Dual amplified ratiometric fluorescence ELISA based on G-quadruplex/hemin DNAzyme using tetrahedral DNA nanostructure as scaffold for ultrasensitive detection of dibutyl phthalate in aquatic system.

Dibutyl phthalate (DBP) is considered as one of the most widely used phthalate esters (PAEs), which has attracted worldwide concerns because of its potential threats to eco-environments and human health. Systematic investigations of DBP environmental occurrence contribute to the further risk assessment, which depends on effective and available analytical methods. In this study, an amplified ratiometric fluorescence ELISA was established for sensitive and high-throughput detection of DBP in the aquatic system based on a novel tetrahedral DNA nanostructure (TDN)-scaffolded-DNAzyme (Tetrazyme). Wherein, Tetrazyme was prepared by the precise folding of G-quadruplex sequence on three vertex angles of the TDN, together with hemin as the horseradish peroxidase (HRP)-mimicking enzyme.

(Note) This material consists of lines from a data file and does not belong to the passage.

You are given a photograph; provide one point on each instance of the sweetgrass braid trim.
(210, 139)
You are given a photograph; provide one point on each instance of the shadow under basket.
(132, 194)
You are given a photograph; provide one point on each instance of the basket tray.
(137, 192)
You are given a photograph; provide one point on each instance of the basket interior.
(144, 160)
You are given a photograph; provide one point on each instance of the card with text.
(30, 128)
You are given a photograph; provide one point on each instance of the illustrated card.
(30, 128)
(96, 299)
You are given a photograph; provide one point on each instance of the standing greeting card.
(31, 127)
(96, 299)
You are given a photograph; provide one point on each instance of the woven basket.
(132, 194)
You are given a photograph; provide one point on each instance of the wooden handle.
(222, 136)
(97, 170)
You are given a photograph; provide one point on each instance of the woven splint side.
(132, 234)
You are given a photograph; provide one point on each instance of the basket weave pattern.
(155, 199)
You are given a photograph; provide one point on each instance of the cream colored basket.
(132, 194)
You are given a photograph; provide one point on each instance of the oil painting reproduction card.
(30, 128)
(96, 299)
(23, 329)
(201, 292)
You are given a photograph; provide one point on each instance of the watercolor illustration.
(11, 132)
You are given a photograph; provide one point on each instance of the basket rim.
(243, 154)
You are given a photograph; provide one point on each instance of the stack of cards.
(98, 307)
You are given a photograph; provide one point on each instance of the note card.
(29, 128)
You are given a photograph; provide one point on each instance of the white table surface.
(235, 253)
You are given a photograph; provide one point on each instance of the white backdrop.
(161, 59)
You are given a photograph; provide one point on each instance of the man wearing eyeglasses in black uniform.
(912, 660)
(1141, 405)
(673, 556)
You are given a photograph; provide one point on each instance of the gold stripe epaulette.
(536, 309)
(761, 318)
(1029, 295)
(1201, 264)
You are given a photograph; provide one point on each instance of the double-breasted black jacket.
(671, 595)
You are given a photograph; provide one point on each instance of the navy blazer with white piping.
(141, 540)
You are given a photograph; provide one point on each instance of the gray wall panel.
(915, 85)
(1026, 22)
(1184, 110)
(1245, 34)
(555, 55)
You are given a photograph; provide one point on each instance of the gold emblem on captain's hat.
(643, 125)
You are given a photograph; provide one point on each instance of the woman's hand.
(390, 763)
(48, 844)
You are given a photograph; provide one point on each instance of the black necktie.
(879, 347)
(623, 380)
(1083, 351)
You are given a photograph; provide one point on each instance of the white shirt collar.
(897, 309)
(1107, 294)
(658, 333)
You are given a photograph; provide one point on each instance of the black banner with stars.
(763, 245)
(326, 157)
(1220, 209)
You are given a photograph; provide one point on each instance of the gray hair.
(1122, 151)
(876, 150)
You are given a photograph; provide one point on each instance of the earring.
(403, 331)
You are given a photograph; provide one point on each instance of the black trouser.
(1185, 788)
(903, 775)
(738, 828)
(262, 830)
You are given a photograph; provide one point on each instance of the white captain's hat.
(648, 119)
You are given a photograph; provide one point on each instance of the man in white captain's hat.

The rigid TDN avoided the local overcrowding effect to provide a reasonable spatial spacing on the interface for G-quadruplex sequence, increasing the collision chance between DNAzyme and substrates, improving the catalytic ability of DNAzyme effectively. Besides, streptavidin (SA) and biotin (bio) were used to anchor TDN and antibody, in which the specific binding of SA/bio could make more Tetrazyme conjugate on each signal element, resulting in the dual signal amplification. Meanwhile, the accuracy and precision were enhanced owing to the inherent built-in rectification to the environment from the dual output ratiometric fluorescence assay. Under the optimized conditions, the detection limit of this proposed method was 0.17 ng/mL (16 times lower than that of conventional ELISA using the same antibody) with a satisfactory accuracy (recoveries, 79.0%- 116.2%; CV, 2.1-6.5%). Overall, this platform provides a promising way for accurate, sensitive and rapid determination of DBP from environmental waters.